Roy shut his mouth, holding his argument on his tongue as the opportunity showed itself. If he had to tell Karen eventually, it would be better to take baby steps to get her used to the idea. "I wouldn't… I wouldn't call it love," he corrected. It wasn't love, after all. It probably wasn't even like—just some phase; he'd get through it with time.
"I knew it!" Karen shrieked, pointing an accusing finger at him. "And it's a Titan, isn't it! Ha-ha!"
"I never said it was a Titan," he mumbled hopelessly, but the girl was resolute in her theory. She wouldn't have listened, anyway; she was currently preoccupied with a victory dance.
"You're calling the Westergirls to get advice on how to date her, right? 'Cause they know her better?"
Roy smirked, nodded. That was sort-of true, though not in the way she intended it. "I guess."
"Well, tell me!" She pushed out her bottom lip, twisting her features into what Roy assumed she meant as a puppy-dog face. "I'll just call the Westers…!"
"An empty threat," he laughed, moving back toward the hallway now that she was cleared from his path. "Starfire knows nothing about it, and Raven wouldn't tell a soul. And the guys would be too embarrassed to discuss it," he added, an afterthought.
She seemed to realize that was true: her expression fell into a pout. But Roy was already out the door again, heading to the kitchen to fill his empty stomach.

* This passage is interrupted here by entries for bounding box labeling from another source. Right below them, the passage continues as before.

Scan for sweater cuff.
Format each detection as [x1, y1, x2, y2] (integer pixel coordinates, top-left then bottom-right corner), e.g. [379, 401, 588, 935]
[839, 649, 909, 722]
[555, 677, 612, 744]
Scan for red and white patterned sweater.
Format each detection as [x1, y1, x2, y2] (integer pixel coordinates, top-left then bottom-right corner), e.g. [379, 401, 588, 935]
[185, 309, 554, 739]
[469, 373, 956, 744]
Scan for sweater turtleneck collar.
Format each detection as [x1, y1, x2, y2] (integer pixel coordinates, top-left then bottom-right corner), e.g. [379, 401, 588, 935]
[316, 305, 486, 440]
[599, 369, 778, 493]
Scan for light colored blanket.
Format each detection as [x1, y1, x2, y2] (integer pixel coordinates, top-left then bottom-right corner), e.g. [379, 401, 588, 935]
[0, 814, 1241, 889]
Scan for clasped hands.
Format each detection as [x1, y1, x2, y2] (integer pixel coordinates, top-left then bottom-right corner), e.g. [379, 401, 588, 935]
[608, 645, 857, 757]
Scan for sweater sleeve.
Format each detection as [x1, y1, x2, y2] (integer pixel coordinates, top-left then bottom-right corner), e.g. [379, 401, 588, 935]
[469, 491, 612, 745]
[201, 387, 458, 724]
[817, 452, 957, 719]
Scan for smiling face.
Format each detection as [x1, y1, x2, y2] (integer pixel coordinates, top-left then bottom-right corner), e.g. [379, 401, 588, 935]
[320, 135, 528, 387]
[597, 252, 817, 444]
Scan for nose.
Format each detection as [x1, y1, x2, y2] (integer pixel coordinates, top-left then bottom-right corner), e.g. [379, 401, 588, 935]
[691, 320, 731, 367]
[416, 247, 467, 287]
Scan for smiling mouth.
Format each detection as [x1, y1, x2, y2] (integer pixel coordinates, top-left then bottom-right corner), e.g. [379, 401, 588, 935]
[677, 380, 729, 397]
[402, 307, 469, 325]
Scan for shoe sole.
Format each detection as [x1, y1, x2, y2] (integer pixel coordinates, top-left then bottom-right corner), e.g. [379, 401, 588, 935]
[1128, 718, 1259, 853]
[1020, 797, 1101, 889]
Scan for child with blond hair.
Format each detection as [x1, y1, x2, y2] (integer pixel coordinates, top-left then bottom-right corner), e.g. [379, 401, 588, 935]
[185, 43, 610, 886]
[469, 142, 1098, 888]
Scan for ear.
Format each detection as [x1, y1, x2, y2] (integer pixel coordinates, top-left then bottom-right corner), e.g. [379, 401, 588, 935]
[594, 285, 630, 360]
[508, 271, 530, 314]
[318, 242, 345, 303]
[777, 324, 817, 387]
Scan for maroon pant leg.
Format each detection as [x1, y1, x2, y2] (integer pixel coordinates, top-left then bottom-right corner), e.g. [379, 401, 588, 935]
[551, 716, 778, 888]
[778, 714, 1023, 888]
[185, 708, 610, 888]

So school starts this coming Tuesday and I'm really excited—to such a degree that it's actually rather repulsive. My schedule's a bit daunting, but I'm looking forward to the note-taking, cat-cutting, verb-conjugating, x-finding, flag-waving, NaCl-making hectic-ness of it all. (I'll do my best to continue this story at an equally quick pace, though.)
Question: What SpAqua fanfic did I reference when talking about 'Hour Twenty'? (Hint: …one of you better get that, or else. Seriously. You wrote the thing…!)
Previous answers, in case you were wondering: Sword, 'executioner,' Lucius Malfoy, the letter s, mirror.